An ultra-sensitive liquid biopsy test that assesses DNA shed by tumors in the bloodstream may help doctors better monitor how patients with advanced gastrointestinal cancers respond to treatment, UF Health Cancer Institute researchers have found.
“Our early findings are promising and may help advance more precise and individualized treatment monitoring strategies,” said Abdul-Qahar Yasinzai, M.D., a clinical research fellow at the UF Health Cancer Institute who presented the study Saturday at the American Society of Clinical Oncology (ASCO) Annual Meeting in Chicago.
One of the major challenges in cancer care is that after a patient starts a new treatment, they often need to wait several weeks to a few months before imaging can reliably determine whether the therapy is working.
The new project explores whether highly sensitive molecular assays may provide earlier insight into tumor response or progression by detecting changes in circulating tumor DNA in the bloodstream. The researchers are using a methylated circulating tumor DNA (mctDNA) assay developed by BillionToOne.

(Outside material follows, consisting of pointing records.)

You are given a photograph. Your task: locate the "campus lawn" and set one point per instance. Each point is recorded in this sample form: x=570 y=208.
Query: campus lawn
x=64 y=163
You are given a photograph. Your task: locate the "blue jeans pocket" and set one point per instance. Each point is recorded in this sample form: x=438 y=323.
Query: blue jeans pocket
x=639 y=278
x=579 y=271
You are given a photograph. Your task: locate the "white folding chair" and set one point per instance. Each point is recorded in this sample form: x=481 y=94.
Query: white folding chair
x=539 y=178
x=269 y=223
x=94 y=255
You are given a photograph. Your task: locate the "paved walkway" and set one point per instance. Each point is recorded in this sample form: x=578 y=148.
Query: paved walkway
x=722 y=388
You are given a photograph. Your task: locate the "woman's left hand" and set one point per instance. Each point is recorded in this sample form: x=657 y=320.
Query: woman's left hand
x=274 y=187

Unlike many traditional liquid biopsy platforms, the new assay does not require a prior tumor tissue sample, so it can be applied to many types of cancer. The researchers are exploring its potential use across multiple types of gastrointestinal cancers and studying how it may complement conventional imaging approaches like CT and MRI scans.
The team, which includes UF Health Cancer Institute researchers Thomas George, M.D., FACP, FASCO, Gahyun Gim, M.D., Meghan Ferrall-Fairbanks, Ph.D., Bruno Hochhegger, M.D., and Ji-Hyun Lee, Dr.PH, presented an analysis of 38 patients.
“In our exploratory cohort, we observed that rising tumor methylation scores were generally associated with disease progression and poorer outcomes, while declining scores tended to correlate with treatment response,” Yasinzai said.
The study introduces the tumor shed rate, which aims to better contextualize circulating tumor DNA with radiology imaging. The tumor shed rate combines mctDNA measurements with measurements of the tumor volume derived with artificial intelligence software. That allows researchers to better understand how different tumors biologically “shed” DNA into the bloodstream, as well as how liquid biopsy and radiology complement each other.
“This is important because tumors that are similar sizes may release very different amounts of circulating tumor DNA depending on factors such as tumor biology, treatment response and cancer subtype,” Yasinzai said. “By combining molecular and imaging data, the tumor shed rate may provide a more clinically meaningful framework for interpreting liquid biopsy results rather than viewing molecular measurements in isolation.”
The researchers will continue to analyze how the tumor shed rate can be used to assess cancer treatment responses.
The work received funding from the National Institutes of Health and the UF Health Cancer Institute.